Design for manufacture is a cost driver that should not be ignored but all too often is overlooked, according to Paukovits, who added that some of the best known everyday products—such as the Ford Taurus—were designed with that philosophy in mind.
“Because 80% of the cost of manufacturing is put into the product in the design phase, we work heavily with design,” he explained. “A firm may have designed the perfect product, but they wait too long to pull in someone with design-for-manufacture experience and then we have to tell them it isn’t going to work the way it’s designed.”
From design help through production tooling, which took about a year, Weller estimates that he was able to get his new product launched in 60% of the time his company ordinarily would have taken using other methods.
“We’ve done our own external focus groups, product analysis and risk analysis on the products, but getting different sets of disciplines involved has expended our base and given us far more feedback collectively than we would have developed if these had been all internal assets,” Weller explained. “One of the great things about outsourcing with IBS is that there is no agenda but to do this as efficiently and effectively as possible, which allows us to penetrate the market and build volume. They share the same passion we have about putting these products in play.”
One of IBS’s horizontal integration partners echoed Weller’s comments.
“They don’t look at suppliers as a necessary evil. We’re someone they can work with to make a project successful,” said Mark Halstead, director of business development for Tessy Plastics, an injection molder based in Elbridge, NY. “Their definition of what they need from us is very clear. When they give you specifications, you know immediately what’s expected from you. Some people can be evasive about standards. There’s no hidden agenda. It certainly is more of a partnership mentality.”
At one point during the process, Weller explained, IBS intervened to help save MedPro time and money. “That sold me,” he said.
One of the product features that MedPro’s product design engineers had settled on would have resulted in higher production costs because additional tools would be needed to build the device.

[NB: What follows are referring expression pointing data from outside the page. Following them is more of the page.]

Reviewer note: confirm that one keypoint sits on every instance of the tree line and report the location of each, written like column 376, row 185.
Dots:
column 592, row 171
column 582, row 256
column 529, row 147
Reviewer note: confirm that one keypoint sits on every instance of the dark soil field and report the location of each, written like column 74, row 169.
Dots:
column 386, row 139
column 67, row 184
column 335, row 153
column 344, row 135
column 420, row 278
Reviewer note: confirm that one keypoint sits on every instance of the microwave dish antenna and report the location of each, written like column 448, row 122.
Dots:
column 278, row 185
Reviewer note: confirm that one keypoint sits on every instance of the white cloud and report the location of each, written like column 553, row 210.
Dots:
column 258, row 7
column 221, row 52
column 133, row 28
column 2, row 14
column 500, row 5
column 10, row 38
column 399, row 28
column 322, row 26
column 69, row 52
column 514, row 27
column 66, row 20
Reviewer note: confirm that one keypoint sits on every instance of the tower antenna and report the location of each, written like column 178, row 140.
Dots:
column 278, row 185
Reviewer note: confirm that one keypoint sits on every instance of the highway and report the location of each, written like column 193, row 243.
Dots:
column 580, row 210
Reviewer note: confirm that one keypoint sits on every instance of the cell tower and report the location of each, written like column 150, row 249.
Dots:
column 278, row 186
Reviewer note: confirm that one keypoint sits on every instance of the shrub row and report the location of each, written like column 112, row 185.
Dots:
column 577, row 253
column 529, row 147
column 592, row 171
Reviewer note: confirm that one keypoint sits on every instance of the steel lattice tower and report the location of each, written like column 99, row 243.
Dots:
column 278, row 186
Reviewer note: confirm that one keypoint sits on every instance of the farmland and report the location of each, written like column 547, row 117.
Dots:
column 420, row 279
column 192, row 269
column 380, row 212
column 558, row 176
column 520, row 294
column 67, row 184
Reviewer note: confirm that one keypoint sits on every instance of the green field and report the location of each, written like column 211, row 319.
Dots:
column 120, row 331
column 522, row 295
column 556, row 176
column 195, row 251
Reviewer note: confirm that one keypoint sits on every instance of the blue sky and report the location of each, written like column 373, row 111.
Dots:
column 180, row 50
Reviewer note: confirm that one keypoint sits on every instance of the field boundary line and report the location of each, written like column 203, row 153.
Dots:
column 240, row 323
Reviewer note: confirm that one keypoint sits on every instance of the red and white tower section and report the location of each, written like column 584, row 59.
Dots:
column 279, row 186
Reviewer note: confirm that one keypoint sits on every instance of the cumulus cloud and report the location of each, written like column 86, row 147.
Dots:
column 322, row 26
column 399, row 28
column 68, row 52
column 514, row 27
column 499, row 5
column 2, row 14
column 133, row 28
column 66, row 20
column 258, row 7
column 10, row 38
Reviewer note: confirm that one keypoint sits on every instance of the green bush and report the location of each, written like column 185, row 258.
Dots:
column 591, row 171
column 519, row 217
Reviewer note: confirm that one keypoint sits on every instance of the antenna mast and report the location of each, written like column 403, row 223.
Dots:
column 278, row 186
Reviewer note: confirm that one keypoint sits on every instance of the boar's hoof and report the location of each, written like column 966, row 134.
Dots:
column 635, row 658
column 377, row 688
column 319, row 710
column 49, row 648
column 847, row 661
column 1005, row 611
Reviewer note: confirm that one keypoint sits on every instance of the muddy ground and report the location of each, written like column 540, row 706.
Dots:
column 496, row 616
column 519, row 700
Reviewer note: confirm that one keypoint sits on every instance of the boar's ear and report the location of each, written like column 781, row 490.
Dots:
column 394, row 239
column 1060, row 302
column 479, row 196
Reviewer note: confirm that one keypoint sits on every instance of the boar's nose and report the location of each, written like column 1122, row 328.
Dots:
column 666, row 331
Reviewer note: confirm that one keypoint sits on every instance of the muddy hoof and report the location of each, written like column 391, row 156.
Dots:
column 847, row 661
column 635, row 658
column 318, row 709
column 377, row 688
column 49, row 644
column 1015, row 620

The more expensive tooling option was replaced at the insistence of IBS.
“Instead of looking for more expensive tooling for their margins, they looked at it as a partner would,” Weller said. “It wasn’t about a higher-cost or lower-cost tool; they wanted to build the perfect tool.”
Based on his recent experience with IBS, Weller said the two companies are slated to work together again in the near future and that MedPro plans to expand its product offering significantly during the next three years.
“We anticipate a very aggressive rollout schedule for 2007 and through the first quarter of ’09, and I want to make sure everything gets done appropriately,” he said. “I fully anticipate bringing [IBS] as many of our systems as they can handle.”